Note: You may need to add additional targets, for example i686 if you use a 32-bit emulator.

Note: this file is ignored in the top-level .gitignore file, so it won't be checked in to Git.

4. Building

Building the Android library

The following command builds the whole library and deploys it to Maven local for local development.

# Ensure ANDROID_HOME is set correctly!
make android

Building the shared object

cd bindings/wysiwyg-ffi
cargo build --target x86_64-linux-android --release

This will create:

../../target/x86_64-linux-android/release/libuniffi_wysiwyg_composer.so

To strip the libraries and make them smaller:

NDK_HOME/toolchains/x86_64-4.9/prebuilt/linux-x86_64/bin/x86_64-linux-android-strip \
    ../../target/x86_64-linux-android/debug/libuniffi_wysiwyg_composer.so

Building for iOS

Ensure you have first completed the steps to install and configure Rust.

  • Build shared object:
cd bindings/ffi
cargo build --release --target aarch64-apple-ios
cargo build --release --target aarch64-apple-ios-sim
cargo build --release --target x86_64-apple-ios

mkdir -p ../../target/ios-simulator
lipo -create \
  ../../target/x86_64-apple-ios/release/libwysiwyg_ffi.a \
  ../../target/aarch64-apple-ios-sim/release/libwysiwyg_ffi.a \
  -output ../../target/ios-simulator/libwysiwyg_ffi.a
  • This will create static libraries for both iOS devices and simulators:
../../target/x86_64-apple-ios/debug/libwysiwyg_ffi.a
../../target/ios-simulator/libwysiwyg_ffi.a
  • Generate the bindings inside given output dir:

⚠️ The installed version should always match the version used by Cargo, see Cargo.toml content inside this directory to retrieve it and use cargo install uniffi_bindgen --version <VERSION_NUMBER> if needed.

uniffi-bindgen \
    generate src/wysiwyg_composer.udl \
    --language swift \
    --config uniffi.toml \
    --out-dir MY_OUTPUT_DIR

cd MY_OUTPUT_DIR
mv *.h         headers/
mv *.modulemap headers/module.modulemap
mv *.swift     Sources/

Note: The project should always have a single Swift modulemap file, and it should be named module.modulemap otherwise the generated framework will not expose symbols properly to Swift.

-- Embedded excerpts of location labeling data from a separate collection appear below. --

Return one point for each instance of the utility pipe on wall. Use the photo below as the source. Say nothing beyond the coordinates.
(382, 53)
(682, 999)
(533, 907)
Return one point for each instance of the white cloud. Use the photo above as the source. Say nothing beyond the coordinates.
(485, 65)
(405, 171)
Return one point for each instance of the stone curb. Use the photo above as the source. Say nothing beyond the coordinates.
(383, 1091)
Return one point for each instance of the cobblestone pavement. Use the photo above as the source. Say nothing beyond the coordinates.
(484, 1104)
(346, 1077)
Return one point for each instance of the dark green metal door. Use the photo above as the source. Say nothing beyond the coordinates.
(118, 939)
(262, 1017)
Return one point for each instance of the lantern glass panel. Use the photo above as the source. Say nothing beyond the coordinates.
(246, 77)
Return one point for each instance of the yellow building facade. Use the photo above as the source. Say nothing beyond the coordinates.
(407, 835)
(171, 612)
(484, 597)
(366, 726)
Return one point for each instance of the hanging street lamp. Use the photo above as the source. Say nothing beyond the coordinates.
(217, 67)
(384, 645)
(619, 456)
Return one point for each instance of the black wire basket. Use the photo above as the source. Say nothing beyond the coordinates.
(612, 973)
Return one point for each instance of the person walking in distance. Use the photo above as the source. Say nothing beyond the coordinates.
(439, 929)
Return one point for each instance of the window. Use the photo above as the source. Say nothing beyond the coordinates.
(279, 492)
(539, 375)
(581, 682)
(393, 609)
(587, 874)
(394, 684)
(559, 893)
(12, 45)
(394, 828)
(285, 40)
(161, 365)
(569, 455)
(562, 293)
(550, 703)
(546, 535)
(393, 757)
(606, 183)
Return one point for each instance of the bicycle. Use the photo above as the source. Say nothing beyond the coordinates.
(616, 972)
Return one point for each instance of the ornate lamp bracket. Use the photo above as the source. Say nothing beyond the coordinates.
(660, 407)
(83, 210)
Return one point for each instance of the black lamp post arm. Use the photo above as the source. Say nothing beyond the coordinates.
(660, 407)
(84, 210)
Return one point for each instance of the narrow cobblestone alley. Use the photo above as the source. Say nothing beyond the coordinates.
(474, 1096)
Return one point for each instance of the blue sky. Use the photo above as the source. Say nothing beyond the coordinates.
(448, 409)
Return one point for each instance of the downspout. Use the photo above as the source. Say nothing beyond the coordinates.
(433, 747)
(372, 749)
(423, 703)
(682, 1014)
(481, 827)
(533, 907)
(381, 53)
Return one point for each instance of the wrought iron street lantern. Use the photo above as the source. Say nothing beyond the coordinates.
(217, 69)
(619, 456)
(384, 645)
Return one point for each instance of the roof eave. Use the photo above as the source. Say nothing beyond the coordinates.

  • Generate the .xcframework file:
xcodebuild -create-xcframework \
  -library ../../target/aarch64-apple-ios/debug/libwysiwyg_composer.a" \
  -headers MY_OUTPUT_DIR/headers \
  -library MY_OUTPUT_DIR/libwysiwyg_composer.a" \
  -headers MY_OUTPUT_DIR/headers \
  -output MY_OUTPUT_DIR/ExampleRustBindings.xcframework"

Now you can use the framework wherever you see fit, just add the framework (as well as the generated Swift code from MY_OUTPUT_DIR/Sources/) as a dependency inside an existing XCode project, or package them with your preferred dependency manager. See Example Rust Bindings for a full example of how it all fits together.